= American Association of Physicians of Indian Origin =

Professional association

The American Association of Physicians of Indian Origin (AAPI) is a professional association for Indian American physicians.

The association is based in Chicago and was founded in 1982. As of 2019, it claims a membership of 80,000 physicians.

== History ==

=== Founding ===
From the 1960s to the 1970s, the United States saw a large influx of medical students and physicians from India who were looking to continue their studies, intern or practice. However, while trying to apply for residencies, promotions, medical licenses, etc., many experienced discrimination and difficulties despite being qualified for these positions. This led to the formation of regional Indian-origin physician organizations such as the Michigan Association of Physicians of Indian Origin (MAPI), which was established in 1976 to support Indian medical graduates in the area. Leaders in organizations across U.S., such as Dr. Navin Shah from Washington D.C., reached out to other organizations proposing that they all come under one national organization, and in 1982, the first national meeting was hosted by MAPI in Dearborn, Michigan. The new organization started out small, with only five organizations at the meeting. During the meeting, they elected people for various leadership positions and drafted a Constitution and Bylaws. AAPI's initial goals thus became to lobby Congress and confront the American Medical Association in order to receive fair treatment.
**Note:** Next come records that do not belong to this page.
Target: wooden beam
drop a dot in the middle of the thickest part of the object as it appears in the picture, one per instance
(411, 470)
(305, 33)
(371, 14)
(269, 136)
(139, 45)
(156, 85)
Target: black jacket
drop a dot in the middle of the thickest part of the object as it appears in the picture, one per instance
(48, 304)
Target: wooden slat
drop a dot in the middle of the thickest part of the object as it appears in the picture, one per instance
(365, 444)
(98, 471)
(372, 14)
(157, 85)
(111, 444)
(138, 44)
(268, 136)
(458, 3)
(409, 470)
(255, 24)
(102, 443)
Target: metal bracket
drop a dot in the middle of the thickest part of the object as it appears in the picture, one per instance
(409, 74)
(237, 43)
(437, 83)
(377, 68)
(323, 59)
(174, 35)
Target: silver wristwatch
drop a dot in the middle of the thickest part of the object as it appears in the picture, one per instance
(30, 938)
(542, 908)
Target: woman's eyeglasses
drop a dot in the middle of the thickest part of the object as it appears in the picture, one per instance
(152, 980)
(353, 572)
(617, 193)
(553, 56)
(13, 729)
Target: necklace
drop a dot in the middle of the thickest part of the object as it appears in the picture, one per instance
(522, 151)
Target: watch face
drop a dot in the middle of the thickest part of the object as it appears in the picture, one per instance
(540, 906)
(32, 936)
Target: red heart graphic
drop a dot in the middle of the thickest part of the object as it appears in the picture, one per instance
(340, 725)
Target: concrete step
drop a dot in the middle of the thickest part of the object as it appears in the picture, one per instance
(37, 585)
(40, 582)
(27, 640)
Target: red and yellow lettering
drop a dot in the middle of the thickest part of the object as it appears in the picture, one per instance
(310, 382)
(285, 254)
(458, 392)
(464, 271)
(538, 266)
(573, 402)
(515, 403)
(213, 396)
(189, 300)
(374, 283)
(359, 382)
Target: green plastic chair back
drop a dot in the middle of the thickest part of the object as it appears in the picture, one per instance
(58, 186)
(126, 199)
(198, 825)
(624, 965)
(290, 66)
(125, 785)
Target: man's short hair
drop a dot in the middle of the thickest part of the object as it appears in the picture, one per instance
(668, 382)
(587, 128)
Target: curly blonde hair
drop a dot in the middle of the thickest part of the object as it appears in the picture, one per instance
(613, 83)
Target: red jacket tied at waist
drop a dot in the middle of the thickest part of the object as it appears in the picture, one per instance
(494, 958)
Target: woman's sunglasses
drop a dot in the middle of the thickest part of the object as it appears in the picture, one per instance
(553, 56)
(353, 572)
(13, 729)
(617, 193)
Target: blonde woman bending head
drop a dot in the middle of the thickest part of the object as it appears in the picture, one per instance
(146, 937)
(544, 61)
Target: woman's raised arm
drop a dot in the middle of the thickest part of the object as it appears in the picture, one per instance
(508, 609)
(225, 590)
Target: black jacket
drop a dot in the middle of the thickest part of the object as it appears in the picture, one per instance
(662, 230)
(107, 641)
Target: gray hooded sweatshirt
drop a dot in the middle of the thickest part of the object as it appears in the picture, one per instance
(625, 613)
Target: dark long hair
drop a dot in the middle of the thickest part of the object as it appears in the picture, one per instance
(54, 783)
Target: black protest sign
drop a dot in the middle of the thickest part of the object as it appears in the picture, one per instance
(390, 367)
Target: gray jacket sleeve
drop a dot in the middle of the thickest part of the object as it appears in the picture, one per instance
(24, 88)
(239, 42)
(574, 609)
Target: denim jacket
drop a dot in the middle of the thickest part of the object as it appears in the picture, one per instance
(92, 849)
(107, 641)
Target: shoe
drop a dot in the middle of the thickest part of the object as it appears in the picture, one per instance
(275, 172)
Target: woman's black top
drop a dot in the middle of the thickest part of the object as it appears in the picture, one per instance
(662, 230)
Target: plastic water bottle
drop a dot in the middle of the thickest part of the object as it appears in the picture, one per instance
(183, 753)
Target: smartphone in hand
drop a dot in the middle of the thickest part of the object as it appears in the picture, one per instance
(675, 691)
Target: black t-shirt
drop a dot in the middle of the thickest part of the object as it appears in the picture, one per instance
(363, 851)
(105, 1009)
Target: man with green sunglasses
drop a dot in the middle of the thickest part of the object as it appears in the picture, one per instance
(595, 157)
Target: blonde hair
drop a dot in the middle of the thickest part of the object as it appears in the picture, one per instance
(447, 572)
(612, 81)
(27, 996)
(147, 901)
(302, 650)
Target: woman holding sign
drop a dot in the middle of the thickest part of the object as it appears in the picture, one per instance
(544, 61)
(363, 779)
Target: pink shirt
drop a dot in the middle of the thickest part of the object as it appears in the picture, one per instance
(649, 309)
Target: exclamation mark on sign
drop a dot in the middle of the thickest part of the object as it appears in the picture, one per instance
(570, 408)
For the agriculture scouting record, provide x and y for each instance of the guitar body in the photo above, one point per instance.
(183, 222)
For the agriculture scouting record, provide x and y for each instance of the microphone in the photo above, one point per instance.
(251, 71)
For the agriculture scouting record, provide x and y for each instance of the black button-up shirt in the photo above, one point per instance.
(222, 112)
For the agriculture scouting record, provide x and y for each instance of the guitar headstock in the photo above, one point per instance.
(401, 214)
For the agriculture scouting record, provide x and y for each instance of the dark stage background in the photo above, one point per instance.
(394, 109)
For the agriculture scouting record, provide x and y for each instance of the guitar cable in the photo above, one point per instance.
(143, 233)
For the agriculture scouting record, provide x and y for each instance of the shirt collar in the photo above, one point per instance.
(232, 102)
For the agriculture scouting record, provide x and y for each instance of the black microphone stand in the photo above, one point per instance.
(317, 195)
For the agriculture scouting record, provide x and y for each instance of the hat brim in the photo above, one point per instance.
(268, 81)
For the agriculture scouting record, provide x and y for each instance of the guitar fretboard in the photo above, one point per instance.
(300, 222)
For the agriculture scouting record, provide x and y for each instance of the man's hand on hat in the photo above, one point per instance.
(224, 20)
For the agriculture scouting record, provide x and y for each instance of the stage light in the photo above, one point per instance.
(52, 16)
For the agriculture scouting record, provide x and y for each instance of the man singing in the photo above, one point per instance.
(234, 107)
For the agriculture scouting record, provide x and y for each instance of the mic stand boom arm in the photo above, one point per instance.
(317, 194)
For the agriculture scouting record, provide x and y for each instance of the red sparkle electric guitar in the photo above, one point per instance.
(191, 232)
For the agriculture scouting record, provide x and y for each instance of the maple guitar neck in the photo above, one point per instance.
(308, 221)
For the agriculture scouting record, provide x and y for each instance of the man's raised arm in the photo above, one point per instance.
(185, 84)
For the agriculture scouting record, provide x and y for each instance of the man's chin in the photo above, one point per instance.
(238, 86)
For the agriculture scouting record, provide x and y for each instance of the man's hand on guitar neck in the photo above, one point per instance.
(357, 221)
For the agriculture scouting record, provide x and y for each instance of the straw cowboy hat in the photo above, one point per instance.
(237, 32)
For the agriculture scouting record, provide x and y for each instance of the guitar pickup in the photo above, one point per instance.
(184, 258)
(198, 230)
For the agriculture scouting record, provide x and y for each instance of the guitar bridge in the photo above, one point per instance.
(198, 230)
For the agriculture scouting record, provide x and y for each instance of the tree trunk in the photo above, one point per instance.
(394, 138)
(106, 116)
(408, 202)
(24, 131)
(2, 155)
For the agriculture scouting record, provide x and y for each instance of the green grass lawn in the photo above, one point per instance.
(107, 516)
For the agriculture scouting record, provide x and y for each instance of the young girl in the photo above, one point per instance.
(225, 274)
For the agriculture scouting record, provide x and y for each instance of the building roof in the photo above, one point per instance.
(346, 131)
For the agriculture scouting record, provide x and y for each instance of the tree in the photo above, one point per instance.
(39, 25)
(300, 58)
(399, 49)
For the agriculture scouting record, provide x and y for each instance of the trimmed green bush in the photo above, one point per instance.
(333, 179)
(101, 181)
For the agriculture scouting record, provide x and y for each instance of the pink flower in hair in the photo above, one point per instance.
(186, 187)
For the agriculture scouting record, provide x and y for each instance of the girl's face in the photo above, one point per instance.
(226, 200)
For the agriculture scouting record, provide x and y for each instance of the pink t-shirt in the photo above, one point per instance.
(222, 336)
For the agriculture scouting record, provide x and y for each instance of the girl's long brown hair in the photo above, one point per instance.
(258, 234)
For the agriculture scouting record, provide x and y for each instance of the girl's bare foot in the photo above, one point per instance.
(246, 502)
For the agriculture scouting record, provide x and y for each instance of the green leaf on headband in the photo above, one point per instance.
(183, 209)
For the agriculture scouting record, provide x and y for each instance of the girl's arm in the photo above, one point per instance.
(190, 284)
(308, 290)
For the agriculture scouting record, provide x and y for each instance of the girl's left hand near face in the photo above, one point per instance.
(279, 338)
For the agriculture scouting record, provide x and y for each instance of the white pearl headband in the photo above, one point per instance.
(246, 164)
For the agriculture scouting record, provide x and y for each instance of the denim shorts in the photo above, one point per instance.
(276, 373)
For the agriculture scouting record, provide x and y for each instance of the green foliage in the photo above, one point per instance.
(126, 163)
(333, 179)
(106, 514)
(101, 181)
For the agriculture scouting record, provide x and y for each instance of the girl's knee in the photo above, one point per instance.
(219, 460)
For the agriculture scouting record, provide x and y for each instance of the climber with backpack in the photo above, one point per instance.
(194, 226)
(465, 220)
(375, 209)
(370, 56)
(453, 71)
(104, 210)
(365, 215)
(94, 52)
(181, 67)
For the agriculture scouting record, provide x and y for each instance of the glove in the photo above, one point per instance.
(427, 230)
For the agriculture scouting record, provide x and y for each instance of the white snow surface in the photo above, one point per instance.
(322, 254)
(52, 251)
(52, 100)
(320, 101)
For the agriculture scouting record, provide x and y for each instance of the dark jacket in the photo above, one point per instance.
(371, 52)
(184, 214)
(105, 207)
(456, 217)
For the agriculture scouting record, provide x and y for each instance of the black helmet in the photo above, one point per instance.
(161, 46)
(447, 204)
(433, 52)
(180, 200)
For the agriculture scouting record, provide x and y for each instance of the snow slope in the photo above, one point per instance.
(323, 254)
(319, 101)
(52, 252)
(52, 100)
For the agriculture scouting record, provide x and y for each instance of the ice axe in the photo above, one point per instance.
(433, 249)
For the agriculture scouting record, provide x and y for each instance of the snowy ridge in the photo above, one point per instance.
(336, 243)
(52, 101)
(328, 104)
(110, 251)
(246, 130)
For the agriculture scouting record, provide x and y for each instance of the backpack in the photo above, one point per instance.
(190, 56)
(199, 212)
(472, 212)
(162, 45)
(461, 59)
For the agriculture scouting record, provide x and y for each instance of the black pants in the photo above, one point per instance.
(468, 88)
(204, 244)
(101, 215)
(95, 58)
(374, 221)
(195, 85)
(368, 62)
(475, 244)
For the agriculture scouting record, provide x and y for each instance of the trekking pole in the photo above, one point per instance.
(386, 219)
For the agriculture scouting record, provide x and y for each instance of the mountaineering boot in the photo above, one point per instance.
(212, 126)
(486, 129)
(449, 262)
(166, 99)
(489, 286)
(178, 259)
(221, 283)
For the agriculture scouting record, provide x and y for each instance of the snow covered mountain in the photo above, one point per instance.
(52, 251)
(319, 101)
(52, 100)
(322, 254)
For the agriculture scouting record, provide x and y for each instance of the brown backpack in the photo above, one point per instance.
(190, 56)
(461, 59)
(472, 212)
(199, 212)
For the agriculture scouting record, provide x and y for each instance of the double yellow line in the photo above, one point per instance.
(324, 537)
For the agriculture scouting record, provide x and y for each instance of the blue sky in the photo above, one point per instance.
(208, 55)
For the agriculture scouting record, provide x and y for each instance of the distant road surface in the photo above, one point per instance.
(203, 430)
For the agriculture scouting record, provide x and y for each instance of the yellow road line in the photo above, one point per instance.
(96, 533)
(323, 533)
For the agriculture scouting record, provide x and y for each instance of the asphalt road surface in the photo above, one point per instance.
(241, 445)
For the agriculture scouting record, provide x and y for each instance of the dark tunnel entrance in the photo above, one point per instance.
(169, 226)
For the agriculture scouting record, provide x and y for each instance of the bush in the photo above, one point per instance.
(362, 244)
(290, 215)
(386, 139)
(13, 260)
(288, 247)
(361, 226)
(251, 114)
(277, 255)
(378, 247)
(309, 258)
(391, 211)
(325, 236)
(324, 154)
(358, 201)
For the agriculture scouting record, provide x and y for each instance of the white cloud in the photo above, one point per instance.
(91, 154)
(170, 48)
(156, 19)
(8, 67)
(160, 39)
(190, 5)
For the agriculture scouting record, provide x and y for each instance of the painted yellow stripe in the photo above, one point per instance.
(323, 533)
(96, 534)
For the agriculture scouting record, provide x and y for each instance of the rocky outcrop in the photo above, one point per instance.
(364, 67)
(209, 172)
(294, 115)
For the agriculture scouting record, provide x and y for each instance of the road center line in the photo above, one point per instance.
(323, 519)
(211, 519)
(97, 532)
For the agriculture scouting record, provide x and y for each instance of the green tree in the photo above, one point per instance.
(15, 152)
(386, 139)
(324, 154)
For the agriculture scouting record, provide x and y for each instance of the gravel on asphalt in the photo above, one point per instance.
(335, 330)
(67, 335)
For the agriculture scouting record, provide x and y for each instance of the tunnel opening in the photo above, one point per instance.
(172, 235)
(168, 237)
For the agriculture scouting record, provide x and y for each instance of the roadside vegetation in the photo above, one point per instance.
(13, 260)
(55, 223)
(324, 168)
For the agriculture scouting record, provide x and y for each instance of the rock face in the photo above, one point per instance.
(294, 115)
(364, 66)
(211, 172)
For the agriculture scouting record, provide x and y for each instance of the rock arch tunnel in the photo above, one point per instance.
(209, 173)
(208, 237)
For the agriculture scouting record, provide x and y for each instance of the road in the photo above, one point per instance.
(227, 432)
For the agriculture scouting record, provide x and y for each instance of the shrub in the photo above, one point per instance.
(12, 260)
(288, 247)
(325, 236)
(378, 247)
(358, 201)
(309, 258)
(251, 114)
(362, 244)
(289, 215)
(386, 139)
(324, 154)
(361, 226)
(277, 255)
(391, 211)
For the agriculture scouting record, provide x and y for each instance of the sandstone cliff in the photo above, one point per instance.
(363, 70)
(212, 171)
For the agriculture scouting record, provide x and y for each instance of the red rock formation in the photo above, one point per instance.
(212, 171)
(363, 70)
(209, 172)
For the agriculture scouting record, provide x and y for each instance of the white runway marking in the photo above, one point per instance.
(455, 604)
==Doctors of Indian origin==
As of 2019, there were about 938,980 active physicians in the US; Indian-origin physicians account for at least 8.5% of the total physician population.

It is noteworthy that India provides the largest number of International Medical Graduates to the US in absolute numbers. More generally, India has been an important source of medical doctors for foreign countries since the 1960s.

Dr. Anjana Samadder, a Gastroenterologist from Ohio, is the organization's president.

==Jagdish Tytler controversy==
In June 2004, AAPI became involved in a controversy for its invitation to India's then-Minister for Non-Resident Indian Affairs Jagdish Tytler to be honored at a dinner gala. Mr. Jagdish Tytler was controversial because of his alleged involvement in inciting violence during the 1984 anti-Sikh riots that followed the assassination of Prime Minister Indira Gandhi.

Various human rights and Sikh groups threatened to hold demonstrations at the venue and the invitation to Jagdish Tytler was withdrawn. Tytler resigned from the Indian government after being indicted by the official Nanavati Commission of inciting mobs for violence.

==Events==

American Association of Physicians of Indian Origin organised 15th Annual Global Health Summit as part of 5th Azadi Ka Amrit Mahotsav initiative at Avasa Hotel, Hyderabad, India, during January 2022. Shri Venkaiah Naidu, Hon'ble Vice President of India, was the Chief Guest. At the summit the theme on the benefits of Yoga and Meditation on mental and emotional health was stressed.

== Demographic background and place in American health workforce ==
Physicians and dentists of Indian origin in the United States comprise a disproportionately large portion of the health workforce in comparison with their proportion of the total population. According to national snapshots, Asians are estimated to make up approximately 19% of active physicians, and about 18& of practicing dentists; the Indian Americans are estimated to make up approximately 13% of all physicians in the U.S. although the number of Indians is very low.

This trend has been attributed by scholars to a number of structural factors taken over the long term. The Immigration and Nationality Act of 1965 also eliminated national-origin quotas, enlarged family-based and employment-based immigration, which opened the doors to highly educated professionals in India. The established credentialing systems like Educational Commission for Foreign Medical Graduates (ECFMG) certification and the United States Medical licensing exam (USMLE) certification and licensure of physicians and the Integrated National Board Dental Examination (INBDE) and advanced-standing programs provided easy but challenging paths to the Indian medical and dental schools to the U.S. residency, licensure and practice.

These pipelines were also reinforced by economic incentives and community networks. High wage disparities, clinician demand (especially in primary care and underserved communities), and a high education achievement level among most Indian American families stimulated future generations of Indian Americans to pursue medicine and dentistry. In the long-term, the distribution of information about the examinations, residency applications, licensure requirements, and practice opportunities has been shared by dense professional and social networks: alumni associations, regional organizations, national organizations, such as the American Association of Physicians of Indian Origin. These networks have contributed to making individual migration and training pathways permanent and intergenerational pipelines of the Indian-origin physicians and dentists in the United States.